1. In a prospective study of term neonates with sepsis and resolving unconjugated hyperbilirubinemia, ceftriaxone administration did not result in increased free bilirubin levels.
2. Intramuscular ceftriaxone administered in the outpatient setting may be a valuable tool to facilitate earlier hospital discharge for term neonates completing an antibiotic course.

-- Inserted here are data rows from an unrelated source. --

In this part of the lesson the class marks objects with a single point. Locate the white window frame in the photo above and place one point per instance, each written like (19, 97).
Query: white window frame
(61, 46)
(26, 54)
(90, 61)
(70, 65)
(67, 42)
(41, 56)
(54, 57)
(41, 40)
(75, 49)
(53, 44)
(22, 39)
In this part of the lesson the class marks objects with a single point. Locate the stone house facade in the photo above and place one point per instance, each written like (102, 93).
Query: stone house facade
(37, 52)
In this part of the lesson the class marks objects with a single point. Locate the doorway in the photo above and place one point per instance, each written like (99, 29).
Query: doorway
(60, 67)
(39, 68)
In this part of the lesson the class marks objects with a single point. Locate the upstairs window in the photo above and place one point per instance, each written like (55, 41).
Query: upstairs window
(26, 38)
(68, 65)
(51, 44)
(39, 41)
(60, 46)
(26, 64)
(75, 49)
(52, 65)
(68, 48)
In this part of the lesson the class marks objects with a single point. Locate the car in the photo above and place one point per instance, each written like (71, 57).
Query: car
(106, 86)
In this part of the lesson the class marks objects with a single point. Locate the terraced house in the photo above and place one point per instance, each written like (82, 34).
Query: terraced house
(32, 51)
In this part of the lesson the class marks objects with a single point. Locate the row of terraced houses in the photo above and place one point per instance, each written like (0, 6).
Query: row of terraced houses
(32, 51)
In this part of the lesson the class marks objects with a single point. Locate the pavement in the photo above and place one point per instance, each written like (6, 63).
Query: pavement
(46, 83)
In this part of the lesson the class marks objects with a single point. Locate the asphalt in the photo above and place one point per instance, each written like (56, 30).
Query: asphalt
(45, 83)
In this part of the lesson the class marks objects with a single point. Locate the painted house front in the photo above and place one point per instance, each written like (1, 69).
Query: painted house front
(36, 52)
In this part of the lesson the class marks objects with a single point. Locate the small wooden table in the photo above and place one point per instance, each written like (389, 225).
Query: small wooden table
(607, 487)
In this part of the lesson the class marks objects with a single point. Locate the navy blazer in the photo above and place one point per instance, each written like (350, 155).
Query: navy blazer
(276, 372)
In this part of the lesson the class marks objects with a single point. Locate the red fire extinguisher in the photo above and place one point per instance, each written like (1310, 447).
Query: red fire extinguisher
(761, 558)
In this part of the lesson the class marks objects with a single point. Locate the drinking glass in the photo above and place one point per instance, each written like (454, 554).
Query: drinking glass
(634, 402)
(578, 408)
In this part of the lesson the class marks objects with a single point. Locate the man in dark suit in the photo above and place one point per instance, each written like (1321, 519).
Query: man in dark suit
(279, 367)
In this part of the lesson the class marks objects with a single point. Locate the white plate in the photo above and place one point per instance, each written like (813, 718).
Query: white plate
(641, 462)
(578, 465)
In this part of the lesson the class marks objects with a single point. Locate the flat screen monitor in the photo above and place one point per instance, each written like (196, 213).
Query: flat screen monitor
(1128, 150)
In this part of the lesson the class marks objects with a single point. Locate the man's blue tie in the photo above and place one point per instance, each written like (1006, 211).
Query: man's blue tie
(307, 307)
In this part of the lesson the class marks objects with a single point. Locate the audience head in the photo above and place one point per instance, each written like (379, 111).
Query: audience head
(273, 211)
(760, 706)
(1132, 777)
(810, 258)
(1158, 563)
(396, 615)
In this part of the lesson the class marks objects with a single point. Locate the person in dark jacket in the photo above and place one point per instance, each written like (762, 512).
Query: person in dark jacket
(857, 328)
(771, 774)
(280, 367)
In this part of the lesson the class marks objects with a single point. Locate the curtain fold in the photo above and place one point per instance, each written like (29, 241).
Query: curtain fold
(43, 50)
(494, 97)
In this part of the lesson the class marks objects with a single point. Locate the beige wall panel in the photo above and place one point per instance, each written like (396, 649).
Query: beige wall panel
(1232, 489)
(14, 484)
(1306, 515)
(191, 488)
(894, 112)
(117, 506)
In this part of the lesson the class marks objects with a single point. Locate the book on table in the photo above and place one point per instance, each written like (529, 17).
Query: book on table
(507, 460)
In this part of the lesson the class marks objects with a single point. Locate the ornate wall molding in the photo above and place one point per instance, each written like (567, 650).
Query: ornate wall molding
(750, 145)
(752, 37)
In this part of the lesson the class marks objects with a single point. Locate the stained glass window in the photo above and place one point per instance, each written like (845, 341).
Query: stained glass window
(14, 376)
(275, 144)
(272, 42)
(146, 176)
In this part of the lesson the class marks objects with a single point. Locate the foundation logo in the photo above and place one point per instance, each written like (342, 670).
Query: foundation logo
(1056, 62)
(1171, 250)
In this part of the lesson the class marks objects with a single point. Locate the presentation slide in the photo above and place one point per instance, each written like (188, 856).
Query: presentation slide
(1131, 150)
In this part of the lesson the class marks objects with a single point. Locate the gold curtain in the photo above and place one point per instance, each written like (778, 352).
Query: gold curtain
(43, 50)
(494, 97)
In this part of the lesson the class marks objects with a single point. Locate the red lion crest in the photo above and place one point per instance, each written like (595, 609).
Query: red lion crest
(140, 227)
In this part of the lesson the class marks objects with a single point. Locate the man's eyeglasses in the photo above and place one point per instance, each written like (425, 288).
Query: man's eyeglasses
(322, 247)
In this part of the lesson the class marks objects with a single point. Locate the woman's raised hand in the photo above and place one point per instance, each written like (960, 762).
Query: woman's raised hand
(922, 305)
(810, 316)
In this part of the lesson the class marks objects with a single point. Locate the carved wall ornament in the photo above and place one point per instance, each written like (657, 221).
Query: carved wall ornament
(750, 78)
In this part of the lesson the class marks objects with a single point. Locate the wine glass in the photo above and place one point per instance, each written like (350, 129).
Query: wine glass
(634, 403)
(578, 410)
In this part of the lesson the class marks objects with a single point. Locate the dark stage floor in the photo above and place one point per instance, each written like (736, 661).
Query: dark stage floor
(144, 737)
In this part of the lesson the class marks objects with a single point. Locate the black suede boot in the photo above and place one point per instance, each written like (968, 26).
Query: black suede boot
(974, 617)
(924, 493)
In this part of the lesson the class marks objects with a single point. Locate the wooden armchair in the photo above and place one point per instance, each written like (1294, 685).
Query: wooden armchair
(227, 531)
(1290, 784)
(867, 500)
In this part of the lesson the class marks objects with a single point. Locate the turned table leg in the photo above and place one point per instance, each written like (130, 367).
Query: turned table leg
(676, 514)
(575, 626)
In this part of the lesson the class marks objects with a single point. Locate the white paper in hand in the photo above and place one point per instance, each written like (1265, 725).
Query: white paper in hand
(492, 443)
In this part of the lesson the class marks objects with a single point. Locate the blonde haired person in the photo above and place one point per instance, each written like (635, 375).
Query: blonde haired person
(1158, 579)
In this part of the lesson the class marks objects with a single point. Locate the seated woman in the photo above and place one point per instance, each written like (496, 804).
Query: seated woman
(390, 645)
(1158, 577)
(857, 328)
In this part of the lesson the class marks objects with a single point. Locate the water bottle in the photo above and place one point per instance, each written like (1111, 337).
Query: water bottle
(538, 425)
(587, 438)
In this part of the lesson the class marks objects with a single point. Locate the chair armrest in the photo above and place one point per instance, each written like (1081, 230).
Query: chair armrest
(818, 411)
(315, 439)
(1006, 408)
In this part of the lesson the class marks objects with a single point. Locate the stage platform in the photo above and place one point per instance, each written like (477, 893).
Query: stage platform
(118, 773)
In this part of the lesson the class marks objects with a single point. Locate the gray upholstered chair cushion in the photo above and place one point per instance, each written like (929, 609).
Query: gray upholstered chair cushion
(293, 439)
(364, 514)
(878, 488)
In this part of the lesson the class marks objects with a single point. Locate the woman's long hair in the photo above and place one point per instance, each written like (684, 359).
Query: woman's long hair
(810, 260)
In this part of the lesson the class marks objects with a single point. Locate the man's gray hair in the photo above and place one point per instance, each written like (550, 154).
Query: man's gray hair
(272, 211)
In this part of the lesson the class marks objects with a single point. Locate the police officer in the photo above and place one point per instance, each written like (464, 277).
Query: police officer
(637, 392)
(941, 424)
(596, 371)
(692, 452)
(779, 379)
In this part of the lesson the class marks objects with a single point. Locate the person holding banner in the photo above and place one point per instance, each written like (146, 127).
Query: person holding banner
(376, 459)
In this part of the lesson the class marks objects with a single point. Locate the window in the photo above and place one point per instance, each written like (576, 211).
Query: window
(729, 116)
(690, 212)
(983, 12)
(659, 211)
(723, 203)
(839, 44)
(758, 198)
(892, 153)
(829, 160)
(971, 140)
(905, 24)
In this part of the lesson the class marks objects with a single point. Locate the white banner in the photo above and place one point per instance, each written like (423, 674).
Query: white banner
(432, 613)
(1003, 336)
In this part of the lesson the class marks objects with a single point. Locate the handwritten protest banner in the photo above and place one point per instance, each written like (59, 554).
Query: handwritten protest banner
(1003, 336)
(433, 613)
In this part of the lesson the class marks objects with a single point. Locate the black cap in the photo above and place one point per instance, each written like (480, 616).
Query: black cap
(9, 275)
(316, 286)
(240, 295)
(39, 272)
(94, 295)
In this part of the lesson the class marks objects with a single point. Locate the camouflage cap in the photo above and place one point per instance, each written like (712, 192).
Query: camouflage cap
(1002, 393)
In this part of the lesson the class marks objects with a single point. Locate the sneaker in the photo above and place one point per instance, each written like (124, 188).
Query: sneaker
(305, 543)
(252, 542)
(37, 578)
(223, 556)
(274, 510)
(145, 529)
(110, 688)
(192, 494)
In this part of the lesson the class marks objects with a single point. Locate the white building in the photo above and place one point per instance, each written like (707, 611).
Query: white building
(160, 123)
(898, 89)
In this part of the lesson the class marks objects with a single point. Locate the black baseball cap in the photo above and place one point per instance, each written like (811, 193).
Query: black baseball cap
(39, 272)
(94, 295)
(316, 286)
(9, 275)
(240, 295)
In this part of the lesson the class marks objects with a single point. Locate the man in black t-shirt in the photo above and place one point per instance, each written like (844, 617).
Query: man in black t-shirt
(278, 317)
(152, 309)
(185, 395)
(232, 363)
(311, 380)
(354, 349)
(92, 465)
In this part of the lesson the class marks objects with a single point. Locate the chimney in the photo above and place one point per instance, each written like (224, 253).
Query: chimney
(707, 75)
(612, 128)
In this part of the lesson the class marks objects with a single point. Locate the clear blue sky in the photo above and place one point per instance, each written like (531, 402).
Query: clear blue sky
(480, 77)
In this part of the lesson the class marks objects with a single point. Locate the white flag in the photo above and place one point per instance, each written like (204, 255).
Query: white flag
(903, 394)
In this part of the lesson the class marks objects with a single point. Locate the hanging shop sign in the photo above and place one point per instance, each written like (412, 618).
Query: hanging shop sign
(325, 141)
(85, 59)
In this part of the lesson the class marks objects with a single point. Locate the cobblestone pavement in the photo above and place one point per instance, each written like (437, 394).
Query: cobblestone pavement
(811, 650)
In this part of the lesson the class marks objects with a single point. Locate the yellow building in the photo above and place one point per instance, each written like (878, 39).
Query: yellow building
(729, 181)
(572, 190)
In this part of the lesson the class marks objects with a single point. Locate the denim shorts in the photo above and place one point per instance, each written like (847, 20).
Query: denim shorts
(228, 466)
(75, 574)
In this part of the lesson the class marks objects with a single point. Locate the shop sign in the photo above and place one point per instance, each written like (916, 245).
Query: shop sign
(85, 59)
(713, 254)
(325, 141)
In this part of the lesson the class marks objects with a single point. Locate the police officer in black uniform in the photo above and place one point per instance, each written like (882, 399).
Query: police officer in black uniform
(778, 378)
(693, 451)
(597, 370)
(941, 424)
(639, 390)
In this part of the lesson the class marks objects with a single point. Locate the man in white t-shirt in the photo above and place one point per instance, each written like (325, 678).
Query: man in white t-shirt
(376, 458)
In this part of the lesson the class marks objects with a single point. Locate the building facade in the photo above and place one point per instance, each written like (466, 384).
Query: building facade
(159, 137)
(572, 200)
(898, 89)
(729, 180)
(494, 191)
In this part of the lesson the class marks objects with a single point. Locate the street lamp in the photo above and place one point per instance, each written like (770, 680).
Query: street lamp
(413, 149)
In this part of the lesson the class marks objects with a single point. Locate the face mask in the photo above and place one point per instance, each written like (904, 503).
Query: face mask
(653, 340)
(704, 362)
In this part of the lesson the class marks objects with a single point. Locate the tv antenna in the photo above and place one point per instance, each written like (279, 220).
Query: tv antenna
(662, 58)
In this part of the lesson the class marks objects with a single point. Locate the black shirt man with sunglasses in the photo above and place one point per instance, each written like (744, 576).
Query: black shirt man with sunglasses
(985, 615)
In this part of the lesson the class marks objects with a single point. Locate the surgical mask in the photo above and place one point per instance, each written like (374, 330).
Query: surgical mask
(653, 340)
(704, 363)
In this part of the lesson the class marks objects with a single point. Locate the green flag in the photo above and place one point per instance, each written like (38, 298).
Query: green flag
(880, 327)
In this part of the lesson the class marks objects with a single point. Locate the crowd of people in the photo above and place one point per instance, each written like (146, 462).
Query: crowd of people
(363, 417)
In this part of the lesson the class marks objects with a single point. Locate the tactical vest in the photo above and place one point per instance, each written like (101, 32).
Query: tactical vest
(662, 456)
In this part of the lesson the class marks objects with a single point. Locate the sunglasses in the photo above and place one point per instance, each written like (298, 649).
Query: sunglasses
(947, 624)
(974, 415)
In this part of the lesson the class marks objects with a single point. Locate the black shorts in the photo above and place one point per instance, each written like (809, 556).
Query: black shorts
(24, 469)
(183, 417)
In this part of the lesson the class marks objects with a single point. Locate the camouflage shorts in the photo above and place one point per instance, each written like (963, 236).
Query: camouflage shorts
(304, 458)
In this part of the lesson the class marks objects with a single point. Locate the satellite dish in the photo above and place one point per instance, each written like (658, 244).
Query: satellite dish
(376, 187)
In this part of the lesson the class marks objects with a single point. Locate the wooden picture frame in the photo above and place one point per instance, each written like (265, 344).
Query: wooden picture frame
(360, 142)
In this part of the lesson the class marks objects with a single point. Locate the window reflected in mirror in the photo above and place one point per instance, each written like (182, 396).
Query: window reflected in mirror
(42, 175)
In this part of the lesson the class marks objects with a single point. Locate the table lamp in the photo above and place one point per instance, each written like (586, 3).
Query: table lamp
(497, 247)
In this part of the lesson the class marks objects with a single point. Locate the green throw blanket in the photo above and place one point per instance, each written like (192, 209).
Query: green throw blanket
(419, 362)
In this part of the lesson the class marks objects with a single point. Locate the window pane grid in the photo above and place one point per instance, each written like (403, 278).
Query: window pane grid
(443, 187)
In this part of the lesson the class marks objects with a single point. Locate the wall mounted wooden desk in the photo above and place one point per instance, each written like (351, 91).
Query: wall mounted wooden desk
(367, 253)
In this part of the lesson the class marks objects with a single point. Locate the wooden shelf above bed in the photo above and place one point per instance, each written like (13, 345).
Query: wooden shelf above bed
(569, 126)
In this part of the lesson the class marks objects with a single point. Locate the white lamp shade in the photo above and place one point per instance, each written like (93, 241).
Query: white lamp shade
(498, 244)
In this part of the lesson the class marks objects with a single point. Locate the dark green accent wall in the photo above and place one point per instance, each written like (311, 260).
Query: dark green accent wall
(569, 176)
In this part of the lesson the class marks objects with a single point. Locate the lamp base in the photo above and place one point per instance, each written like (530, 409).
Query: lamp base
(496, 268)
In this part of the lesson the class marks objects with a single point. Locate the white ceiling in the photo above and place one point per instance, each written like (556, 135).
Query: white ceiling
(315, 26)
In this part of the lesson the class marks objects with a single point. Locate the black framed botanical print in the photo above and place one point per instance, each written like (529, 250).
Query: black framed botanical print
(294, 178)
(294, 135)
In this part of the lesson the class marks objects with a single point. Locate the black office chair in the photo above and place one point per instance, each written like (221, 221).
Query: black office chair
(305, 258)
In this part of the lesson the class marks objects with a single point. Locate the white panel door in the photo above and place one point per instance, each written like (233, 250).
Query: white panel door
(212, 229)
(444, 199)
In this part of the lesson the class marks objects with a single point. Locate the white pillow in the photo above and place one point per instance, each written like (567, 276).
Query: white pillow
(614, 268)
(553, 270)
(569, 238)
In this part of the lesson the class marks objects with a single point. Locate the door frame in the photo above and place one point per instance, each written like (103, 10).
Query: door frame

Evidence Rating Level: 2 (Good)
Study Rundown: Sepsis is a common reason for prolonged hospitalization in neonates. Although term infants generally experience complete resolution of symptoms within the first few days of therapy, most remain hospitalized to complete a prolonged intravenous (IV) antibiotic course. An attractive alternative is once daily intramuscular ceftriaxone which would facilitate outpatient therapy. However, ceftriaxone is generally considered to be contraindicated in neonates due to the concern that it causes bilirubin displacement from albumin, which has been seen mainly in in-vitro studies. This prospective study of 27 term neonates with sepsis and resolving unconjugated hyperbilirubinemia evaluated the use of ceftriaxone on free bilirubin concentrations. Following ceftriaxone administration, free bilirubin levels were unchanged or were lower depending on the method of measurement, with no changes in bilirubin binding affinity. One limitation of the study is the short follow up period of 15 minutes following ceftriaxone administration, which does not rule out displacement and elevated bilirubin levels outside of this time frame. In addition, the study had a relatively small sample size, excluded premature infants, and only included infants with bilirubin levels between 6 -12 mg/dL, further limiting generalizability. Overall, the study suggests that fears surrounding bilirubin displacement from albumin following ceftriaxone administration may be unjustified in term infants with mild resolving conjugated hyperbilirubinemia.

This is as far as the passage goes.